Эти два человека говорили по-французски, один с русским акцентом, другой – со шведским. По-видимому, для обмена мнений им потребовался язык придворных и дипломатов.

– Ба! – воскликнул швед. – Я не «колпак» и не «шляпа»{20}, хотя меня и пытаются поставить во главе парламентской фракции, состоящей из самых старомодных «колпаков». Говоря по правде, все эти ребячества кажутся мне смехотворными, и вы плохо узнали бы Швецию, если бы предпочли одних другим.

– Я все это знаю, – ответил русский, – голоса достанутся тому, кто больше заплатит.

– Вот и платите побольше! Никакой другой политики вести не приходится. Она проста, а вам это нетрудно, у вас богатое государство. Что до меня, я предан вам душой и телом, ничего от вас не требуя взамен: это вопрос одних только убеждений.

– Сразу видно, что вы не из числа тех сторонников золотого века, кто мечтает о скандинавской унии{21}, и что с вами мы всегда сговоримся. Царица на вас рассчитывает; но не надейтесь избежать ее благодарности: она не принимает услуг, не оплатив их с великой щедростью.

– Знаю, – отвечал швед с цинизмом, поразившим Кристиано, – я это на себе испытал. Да здравствует Екатерина Великая! Пусть она сунет нас к себе в карман, я возражать не стану. Только бы избавила нас от безумной идеи права и раскрепощения крестьян, это же наша беда! Пусть задаст кнута мещанам да сошлет в Сибирь побольше дворян, которые всем хотят заправлять по-своему. А нашему славному королю важно только, чтобы вернули его приход, да еще избавили от жены, и он жаловаться не будет.

– Не говорите так громко, – прошептал русский, – быть может, нас подслушивают.

– Не бойтесь! Все только притворяются, что говорят по-французски, но на сотню здесь едва ли найдется и десяток таких, кто действительно понимает этот язык. К тому же все то, что я вам сказал, я привык говорить без всякого стеснения. Я уже давно понял, что лучшая политика – заставить бояться своего мнения. Вот я и кричу на всех углах, что со Швецией покончено. Кому не нравится, пусть доказывает, что это не так!

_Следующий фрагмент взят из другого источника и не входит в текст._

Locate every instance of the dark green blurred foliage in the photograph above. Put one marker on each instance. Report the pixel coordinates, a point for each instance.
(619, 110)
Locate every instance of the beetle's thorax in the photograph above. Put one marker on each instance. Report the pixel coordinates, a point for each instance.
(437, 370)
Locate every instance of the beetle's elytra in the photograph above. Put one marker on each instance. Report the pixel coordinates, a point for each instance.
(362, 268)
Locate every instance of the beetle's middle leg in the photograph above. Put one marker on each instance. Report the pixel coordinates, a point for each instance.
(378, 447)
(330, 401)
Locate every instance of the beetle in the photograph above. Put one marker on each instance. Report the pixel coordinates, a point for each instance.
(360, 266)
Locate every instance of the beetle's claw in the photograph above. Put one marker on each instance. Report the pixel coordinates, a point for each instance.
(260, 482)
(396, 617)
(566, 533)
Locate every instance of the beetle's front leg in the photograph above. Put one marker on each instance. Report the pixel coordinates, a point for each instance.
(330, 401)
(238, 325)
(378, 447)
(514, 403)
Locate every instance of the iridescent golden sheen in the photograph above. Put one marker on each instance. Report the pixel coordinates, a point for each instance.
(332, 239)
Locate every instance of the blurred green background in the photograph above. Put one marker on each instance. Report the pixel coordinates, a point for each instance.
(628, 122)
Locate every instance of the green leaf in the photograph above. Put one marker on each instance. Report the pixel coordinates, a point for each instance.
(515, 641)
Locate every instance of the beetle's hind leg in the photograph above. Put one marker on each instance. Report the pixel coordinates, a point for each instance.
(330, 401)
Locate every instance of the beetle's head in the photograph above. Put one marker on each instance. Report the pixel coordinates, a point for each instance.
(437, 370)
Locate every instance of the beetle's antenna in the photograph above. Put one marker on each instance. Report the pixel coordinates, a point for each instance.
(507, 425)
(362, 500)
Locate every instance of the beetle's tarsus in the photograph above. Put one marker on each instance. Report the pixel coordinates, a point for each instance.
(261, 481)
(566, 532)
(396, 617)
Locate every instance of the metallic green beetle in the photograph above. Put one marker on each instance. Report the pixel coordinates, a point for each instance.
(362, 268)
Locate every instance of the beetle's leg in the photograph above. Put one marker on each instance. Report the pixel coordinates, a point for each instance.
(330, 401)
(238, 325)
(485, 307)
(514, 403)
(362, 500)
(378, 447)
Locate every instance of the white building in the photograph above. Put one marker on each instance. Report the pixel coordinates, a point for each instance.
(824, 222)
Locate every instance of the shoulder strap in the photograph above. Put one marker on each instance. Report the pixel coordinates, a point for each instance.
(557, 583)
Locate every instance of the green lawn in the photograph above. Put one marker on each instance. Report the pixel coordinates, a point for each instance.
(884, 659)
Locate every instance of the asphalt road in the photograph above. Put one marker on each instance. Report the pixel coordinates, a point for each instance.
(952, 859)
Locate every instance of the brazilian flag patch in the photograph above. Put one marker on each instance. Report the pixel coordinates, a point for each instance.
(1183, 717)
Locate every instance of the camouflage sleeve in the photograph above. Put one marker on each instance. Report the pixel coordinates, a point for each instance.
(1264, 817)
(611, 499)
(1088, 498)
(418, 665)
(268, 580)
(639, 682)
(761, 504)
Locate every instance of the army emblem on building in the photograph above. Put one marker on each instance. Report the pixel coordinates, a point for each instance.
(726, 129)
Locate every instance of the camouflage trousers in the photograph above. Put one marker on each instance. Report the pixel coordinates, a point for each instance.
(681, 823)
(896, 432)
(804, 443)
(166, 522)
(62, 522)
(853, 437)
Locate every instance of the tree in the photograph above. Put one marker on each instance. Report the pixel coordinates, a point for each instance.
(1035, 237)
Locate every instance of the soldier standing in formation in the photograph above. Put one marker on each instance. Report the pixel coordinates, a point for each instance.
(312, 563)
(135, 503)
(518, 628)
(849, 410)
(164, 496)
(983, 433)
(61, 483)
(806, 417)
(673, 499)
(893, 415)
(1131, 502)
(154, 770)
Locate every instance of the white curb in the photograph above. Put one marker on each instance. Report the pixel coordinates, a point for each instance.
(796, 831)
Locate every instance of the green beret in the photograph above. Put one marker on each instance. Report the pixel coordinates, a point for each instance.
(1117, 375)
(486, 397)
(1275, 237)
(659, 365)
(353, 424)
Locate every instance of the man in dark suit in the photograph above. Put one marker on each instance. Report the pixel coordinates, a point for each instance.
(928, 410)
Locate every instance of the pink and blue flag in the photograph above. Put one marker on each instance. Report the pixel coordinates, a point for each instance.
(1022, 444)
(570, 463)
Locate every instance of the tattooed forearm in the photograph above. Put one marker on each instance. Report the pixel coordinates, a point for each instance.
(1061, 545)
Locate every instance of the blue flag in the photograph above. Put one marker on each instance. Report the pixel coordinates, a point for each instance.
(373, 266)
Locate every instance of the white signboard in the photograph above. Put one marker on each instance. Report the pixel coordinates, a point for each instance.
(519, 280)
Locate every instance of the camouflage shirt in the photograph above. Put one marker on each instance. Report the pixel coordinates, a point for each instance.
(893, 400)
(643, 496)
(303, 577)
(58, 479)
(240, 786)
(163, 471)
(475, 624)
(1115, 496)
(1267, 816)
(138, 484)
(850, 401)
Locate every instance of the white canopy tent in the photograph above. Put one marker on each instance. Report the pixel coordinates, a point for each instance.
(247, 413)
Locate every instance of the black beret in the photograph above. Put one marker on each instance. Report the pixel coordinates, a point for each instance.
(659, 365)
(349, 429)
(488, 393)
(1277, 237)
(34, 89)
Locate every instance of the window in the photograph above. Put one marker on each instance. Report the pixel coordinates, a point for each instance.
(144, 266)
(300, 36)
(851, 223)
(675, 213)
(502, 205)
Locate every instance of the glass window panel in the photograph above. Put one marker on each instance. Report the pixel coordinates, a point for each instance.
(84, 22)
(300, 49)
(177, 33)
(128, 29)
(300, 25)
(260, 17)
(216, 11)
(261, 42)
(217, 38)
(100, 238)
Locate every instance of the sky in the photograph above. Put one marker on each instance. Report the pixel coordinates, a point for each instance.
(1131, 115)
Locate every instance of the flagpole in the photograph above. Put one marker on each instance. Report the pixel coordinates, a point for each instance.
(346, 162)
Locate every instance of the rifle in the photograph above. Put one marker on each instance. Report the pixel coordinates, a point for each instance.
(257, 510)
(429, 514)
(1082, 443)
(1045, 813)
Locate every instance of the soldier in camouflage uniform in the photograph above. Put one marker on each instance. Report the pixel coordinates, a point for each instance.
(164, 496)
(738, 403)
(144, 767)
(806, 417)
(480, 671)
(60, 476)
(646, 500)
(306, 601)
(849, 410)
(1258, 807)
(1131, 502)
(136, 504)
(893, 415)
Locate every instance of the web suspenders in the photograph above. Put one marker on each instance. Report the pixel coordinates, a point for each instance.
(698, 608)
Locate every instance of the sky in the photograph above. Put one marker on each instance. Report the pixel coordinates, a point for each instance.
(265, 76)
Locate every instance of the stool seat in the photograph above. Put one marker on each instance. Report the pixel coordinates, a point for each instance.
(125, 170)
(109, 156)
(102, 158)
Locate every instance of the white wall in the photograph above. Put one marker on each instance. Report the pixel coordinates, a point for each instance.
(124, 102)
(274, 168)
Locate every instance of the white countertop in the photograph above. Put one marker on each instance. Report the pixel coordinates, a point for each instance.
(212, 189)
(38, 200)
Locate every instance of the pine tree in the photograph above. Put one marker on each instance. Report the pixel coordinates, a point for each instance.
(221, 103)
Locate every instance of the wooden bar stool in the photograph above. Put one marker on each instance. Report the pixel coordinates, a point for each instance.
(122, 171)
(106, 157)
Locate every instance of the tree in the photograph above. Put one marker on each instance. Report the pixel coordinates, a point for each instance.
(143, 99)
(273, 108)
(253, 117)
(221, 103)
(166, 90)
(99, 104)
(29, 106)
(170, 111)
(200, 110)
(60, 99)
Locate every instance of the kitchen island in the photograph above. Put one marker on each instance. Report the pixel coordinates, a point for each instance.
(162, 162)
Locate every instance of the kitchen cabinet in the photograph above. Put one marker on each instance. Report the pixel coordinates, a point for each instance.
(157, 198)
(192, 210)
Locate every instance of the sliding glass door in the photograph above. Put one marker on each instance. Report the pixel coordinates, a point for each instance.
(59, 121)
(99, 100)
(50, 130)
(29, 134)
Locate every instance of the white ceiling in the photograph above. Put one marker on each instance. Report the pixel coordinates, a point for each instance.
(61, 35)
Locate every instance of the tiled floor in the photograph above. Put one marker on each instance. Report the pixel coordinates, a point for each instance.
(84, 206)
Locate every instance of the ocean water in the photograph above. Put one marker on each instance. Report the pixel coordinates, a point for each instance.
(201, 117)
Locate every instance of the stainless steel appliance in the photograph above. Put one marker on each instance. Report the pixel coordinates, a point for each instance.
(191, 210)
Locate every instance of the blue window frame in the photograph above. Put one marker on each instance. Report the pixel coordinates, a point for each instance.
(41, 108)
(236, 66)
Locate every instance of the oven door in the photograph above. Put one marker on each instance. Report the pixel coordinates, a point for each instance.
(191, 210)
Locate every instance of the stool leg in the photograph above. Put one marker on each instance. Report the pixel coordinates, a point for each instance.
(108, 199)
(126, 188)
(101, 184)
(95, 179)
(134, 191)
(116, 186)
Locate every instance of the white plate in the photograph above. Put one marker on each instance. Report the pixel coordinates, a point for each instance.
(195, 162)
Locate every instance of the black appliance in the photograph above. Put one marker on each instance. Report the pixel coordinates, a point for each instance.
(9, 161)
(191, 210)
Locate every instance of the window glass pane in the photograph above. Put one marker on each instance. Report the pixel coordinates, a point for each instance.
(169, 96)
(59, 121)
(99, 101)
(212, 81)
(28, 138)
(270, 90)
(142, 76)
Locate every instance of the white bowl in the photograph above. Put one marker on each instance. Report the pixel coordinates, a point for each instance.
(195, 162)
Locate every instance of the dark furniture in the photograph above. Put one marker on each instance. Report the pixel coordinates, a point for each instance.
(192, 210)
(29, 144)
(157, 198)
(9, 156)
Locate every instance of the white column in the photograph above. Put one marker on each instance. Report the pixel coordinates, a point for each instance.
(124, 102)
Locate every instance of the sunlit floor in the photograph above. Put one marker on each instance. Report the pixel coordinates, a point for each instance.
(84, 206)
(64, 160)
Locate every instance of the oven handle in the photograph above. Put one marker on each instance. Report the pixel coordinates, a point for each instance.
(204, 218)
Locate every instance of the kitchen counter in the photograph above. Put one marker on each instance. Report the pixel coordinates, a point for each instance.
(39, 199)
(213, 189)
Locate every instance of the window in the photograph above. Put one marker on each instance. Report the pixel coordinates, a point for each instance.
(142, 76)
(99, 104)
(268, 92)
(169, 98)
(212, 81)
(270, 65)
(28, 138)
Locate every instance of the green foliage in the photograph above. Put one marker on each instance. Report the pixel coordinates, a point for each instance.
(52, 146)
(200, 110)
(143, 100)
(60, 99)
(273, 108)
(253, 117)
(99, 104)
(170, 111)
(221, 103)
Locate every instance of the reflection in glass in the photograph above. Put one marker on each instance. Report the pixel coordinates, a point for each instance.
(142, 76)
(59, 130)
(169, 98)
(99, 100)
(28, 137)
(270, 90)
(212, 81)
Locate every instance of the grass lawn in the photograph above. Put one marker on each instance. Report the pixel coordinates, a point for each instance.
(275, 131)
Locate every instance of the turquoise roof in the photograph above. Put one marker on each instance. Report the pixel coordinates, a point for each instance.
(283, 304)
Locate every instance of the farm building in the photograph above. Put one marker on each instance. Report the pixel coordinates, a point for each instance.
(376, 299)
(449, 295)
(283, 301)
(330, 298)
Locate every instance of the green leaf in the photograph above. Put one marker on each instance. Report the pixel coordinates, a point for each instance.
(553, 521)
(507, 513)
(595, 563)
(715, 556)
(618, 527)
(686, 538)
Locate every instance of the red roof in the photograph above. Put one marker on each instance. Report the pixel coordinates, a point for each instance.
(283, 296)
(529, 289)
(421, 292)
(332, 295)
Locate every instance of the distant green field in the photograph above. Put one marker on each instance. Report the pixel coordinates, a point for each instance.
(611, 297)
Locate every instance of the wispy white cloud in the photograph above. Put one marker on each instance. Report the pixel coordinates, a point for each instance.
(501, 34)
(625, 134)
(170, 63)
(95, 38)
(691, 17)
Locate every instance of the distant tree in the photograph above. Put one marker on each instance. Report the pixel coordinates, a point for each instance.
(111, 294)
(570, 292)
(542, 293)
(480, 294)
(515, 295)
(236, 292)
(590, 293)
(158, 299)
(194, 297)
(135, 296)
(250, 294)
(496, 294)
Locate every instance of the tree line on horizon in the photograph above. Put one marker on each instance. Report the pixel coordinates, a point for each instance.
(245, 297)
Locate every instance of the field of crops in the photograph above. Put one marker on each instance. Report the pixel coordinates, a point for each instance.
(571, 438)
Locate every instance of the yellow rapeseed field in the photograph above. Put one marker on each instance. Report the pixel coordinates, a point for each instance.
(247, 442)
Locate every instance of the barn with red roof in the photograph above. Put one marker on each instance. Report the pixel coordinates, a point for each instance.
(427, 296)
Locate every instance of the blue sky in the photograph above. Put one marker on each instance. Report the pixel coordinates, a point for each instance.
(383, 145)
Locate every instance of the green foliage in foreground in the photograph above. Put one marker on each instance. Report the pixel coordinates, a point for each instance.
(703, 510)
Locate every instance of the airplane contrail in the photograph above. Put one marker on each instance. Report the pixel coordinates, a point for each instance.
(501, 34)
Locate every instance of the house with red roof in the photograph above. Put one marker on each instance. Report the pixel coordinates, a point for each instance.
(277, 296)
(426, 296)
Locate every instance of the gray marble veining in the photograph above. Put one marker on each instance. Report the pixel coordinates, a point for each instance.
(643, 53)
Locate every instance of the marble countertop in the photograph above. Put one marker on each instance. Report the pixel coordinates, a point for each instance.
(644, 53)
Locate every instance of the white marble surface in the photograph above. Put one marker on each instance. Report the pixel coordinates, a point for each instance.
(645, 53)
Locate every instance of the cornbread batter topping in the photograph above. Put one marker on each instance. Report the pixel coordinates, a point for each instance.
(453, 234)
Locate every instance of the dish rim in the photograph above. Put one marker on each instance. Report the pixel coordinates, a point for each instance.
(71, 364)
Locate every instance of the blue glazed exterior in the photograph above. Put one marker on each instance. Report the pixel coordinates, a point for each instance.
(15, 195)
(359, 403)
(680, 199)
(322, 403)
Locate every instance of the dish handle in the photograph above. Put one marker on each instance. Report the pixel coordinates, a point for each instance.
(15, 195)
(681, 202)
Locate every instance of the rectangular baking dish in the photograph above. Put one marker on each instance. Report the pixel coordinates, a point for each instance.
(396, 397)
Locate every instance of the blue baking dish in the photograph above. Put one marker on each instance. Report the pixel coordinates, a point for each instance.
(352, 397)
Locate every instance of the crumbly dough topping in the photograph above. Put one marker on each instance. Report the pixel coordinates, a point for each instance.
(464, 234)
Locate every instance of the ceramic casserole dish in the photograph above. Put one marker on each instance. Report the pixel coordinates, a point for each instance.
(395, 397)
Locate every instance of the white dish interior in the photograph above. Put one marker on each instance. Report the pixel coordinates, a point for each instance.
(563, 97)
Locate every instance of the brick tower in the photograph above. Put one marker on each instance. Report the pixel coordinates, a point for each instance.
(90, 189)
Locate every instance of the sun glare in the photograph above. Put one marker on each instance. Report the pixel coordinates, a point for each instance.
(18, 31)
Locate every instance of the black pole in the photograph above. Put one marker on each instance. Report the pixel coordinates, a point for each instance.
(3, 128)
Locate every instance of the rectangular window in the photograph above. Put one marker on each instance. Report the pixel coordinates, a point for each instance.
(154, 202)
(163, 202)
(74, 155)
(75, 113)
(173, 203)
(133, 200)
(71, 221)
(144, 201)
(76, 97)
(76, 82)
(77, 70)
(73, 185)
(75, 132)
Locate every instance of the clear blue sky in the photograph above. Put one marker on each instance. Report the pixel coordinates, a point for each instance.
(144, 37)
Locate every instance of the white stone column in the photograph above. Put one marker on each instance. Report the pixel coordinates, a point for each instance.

Хотя Кристиано и не принадлежал ни к какой национальности и ничего не знал о своей стране и семье, его возмутило, что швед с таким бесстыдством продает свою родину, и он попытался разглядеть лицо человека, который вел этот разговор; но тут его внимание привлекла странная фигура, шумно и неловко переходившая от одной группы гостей к другой с видом человека, отвечающего за честь празднества. Этот персонаж был облачен в ярко-красный, богато расшитый мундир, украшенный орденом шведской Полярной Звезды{22}. Бросалась в глаза слишком высокая для того времени прическа с кричащей завивкой весьма дурного вкуса, а огромные богатые кружевные манжеты свидетельствовали о том, что роскоши тут больше, нежели чистоплотности. Ко всему, это был человек старый, неуклюжий, вертлявый, нелепый, слегка горбатый, изрядно хромой и к тому же совершенно косой. Из этого последнего обстоятельства Кристиано заключил, что у него лживый взгляд и что этот неприятный чудак не мог быть никем иным, кроме нелепого и отвратительного претендента на руку Маргариты.

Кристиано скромно удалился, чтобы не быть вынужденным ему представляться и поддерживать версию мнимого родства с Гёфле (вольность, которую он со спокойной совестью позволил себе с мажордомом); он решил побродить по залам до тех пор, пока не приметит юную графиню, даже если потом ему придется уйти сразу, не сказав с ней ни слова. Ему показалось, что горбатый владелец замка взглянул на него довольно внимательно; но, ловко прошмыгнув мимо гостей, болтавших в дверях, он надеялся, что ускользнет от него.